After 45 days, the 75-day-old rats were perfused with 4% formaldehyde and killed. The masseter and temporalis muscle were dissected carefully and harvested by the same operator. After the right masseter and temporalis muscles were dissected, they were weighed with a precision balance (model ZSA80, Scientech, Denver, CO, USA). The master muscles were immersed in 4% formaldehyde for 7 days and divided into superficial and deep portions. Cuts were obtained only from the middle portion of the belly of the superficial masseter muscles perpendicular to the main orientation of the muscle fibres. An immunohistochemical analysis of the superficial masseter muscles was performed.
The masseter muscles of rats consist of only type II muscle fibres , which are categorized into three subtypes (types IIa, IIx, and IIb). Type IIa fibres can be identified with a monoclonal antibody (mAb) to myosin (A4.74), and type IIx fibres can be identified with a mAb to myosin (MYH1). The remaining percentage (apart from type IIa and IIx muscle fibres) indicated type IIb muscle fibres. The experimental protocol was approved by the Laboratory Animal Research Committee of Taipei Medical University, Taipei, Taiwan.

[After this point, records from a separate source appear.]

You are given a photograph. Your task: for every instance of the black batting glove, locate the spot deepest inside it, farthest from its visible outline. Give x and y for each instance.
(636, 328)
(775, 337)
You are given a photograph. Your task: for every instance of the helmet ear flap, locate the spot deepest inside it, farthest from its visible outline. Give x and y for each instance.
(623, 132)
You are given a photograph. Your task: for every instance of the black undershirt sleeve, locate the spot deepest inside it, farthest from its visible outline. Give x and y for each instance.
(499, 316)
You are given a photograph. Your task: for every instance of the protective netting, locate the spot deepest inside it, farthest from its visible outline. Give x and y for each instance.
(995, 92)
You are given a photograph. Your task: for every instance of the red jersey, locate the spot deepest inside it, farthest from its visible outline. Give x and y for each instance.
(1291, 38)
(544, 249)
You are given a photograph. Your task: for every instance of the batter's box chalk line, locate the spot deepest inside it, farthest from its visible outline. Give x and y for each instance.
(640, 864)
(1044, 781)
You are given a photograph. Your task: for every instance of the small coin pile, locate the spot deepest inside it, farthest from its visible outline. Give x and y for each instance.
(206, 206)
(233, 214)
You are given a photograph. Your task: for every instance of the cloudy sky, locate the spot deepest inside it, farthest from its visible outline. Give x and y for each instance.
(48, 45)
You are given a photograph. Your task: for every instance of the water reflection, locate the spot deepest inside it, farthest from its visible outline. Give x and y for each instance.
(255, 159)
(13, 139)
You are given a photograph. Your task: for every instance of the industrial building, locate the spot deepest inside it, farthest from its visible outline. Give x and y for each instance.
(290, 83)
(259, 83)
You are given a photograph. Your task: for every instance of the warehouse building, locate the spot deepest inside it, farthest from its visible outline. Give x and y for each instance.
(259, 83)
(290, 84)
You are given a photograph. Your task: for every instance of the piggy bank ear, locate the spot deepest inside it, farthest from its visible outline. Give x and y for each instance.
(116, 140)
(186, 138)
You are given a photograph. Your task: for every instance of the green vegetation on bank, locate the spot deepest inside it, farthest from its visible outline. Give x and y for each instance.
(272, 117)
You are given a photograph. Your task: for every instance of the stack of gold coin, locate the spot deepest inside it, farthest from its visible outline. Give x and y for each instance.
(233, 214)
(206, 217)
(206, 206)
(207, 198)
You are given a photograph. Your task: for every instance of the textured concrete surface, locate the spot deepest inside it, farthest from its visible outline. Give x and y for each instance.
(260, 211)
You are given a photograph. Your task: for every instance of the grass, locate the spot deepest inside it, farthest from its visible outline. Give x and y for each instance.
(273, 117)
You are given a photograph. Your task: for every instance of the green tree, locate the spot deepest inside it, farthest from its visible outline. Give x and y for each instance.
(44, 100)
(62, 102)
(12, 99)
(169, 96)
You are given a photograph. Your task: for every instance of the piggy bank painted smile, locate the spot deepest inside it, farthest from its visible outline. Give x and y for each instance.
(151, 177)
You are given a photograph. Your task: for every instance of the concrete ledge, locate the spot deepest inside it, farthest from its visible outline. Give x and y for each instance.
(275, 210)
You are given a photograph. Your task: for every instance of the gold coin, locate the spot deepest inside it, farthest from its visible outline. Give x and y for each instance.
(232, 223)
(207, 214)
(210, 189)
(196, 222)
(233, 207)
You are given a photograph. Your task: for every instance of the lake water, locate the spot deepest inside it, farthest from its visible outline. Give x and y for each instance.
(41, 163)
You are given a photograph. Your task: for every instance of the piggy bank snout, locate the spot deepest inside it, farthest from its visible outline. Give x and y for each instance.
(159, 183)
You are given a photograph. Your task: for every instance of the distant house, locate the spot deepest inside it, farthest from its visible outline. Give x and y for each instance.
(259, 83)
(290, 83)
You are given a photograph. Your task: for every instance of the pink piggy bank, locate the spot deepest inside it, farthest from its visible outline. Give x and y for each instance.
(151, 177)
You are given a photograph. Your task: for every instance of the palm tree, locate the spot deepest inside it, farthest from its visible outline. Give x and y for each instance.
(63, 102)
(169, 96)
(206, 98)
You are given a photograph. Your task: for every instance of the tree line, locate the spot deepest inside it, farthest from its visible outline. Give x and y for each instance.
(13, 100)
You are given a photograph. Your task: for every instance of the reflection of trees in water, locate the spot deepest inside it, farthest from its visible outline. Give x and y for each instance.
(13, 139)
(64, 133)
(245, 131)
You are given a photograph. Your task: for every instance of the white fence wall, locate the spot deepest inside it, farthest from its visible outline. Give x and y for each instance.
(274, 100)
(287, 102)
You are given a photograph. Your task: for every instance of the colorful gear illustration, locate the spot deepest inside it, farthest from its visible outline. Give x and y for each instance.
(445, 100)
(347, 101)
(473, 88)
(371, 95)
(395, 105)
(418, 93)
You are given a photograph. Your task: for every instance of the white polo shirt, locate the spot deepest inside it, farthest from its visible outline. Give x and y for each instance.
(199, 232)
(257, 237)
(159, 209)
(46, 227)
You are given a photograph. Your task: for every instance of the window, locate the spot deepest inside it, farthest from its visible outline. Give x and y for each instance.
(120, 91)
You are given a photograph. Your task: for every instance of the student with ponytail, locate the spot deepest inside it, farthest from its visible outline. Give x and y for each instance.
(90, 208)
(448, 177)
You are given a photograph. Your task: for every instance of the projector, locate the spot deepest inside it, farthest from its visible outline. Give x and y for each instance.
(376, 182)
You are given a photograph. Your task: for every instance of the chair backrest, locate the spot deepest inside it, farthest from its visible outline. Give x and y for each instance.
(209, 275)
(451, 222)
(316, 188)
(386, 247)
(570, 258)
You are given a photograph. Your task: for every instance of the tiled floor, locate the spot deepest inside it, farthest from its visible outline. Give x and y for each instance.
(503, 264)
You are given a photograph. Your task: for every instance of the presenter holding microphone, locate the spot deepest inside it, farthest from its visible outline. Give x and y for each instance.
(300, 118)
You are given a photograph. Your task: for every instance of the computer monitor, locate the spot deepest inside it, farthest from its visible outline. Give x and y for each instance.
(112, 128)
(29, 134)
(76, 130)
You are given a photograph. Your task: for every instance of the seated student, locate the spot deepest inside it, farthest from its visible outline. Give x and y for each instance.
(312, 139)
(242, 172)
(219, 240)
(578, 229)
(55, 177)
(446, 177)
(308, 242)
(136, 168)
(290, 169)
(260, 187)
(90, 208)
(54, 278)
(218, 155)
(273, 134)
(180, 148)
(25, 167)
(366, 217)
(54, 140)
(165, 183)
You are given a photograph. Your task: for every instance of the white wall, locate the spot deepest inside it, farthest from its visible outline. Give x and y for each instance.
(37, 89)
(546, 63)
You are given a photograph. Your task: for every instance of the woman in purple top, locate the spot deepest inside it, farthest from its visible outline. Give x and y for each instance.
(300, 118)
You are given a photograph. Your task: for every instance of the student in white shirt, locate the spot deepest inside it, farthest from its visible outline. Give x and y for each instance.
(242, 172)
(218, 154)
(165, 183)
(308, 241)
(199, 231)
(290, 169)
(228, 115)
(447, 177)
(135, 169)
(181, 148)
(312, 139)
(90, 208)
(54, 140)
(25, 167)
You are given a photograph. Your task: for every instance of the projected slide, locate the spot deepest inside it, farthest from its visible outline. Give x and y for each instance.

Samples were observed with Image-Pro Plus ® image software. All samples were digitized twice by the same technician. The size of the muscle fibres and the percentages of muscle fibre subtypes in the four groups were calculated.
All data were analysed by one-way ANOVA followed by the Tukey’s honestly significant difference (HSD) test. Tukey’s HSD test is a single-step multiple comparison procedure and statistical test generally used in conjunction with an ANOVA to find which means are significantly different from one another. It compares all possible pairs of means.
During the experimental period, the overall body weights of rats steadily increased. There were no significant differences in weight gain between the four groups during the experimental period ( Fig. 1 ). Injections of BTX did not interfere with the overall growth of the rats.
The weights of the masseter muscles in groups I, II, and IV were significantly greater than that in group III, and the weight of the masseter muscles in group IV was significantly greater than that in group II ( Fig. 2 ).
The weights of the temporalis muscle in groups I and IV showed no significant difference, and were significantly greater than that in group II, which was significantly greater than that in group III ( Fig. 3 ).
Muscle fibres in groups I, II, and IV were significantly smaller than those of group III, with a mean ranking of IV > I > II > III. Differences amongst mean muscle fibre sizes were significant between groups I and III, II and III, and IV and III but not amongst groups I, II, and IV ( Fig. 4 ).
The results of immunohistochemical analysis are shown in Figs 5 and 6 . Group III contained significantly fewer type IIa fibres than group II. But there were no significant difference amongst the percentages of type IIx and IIb fibres in all groups ( Figs 7–9 ).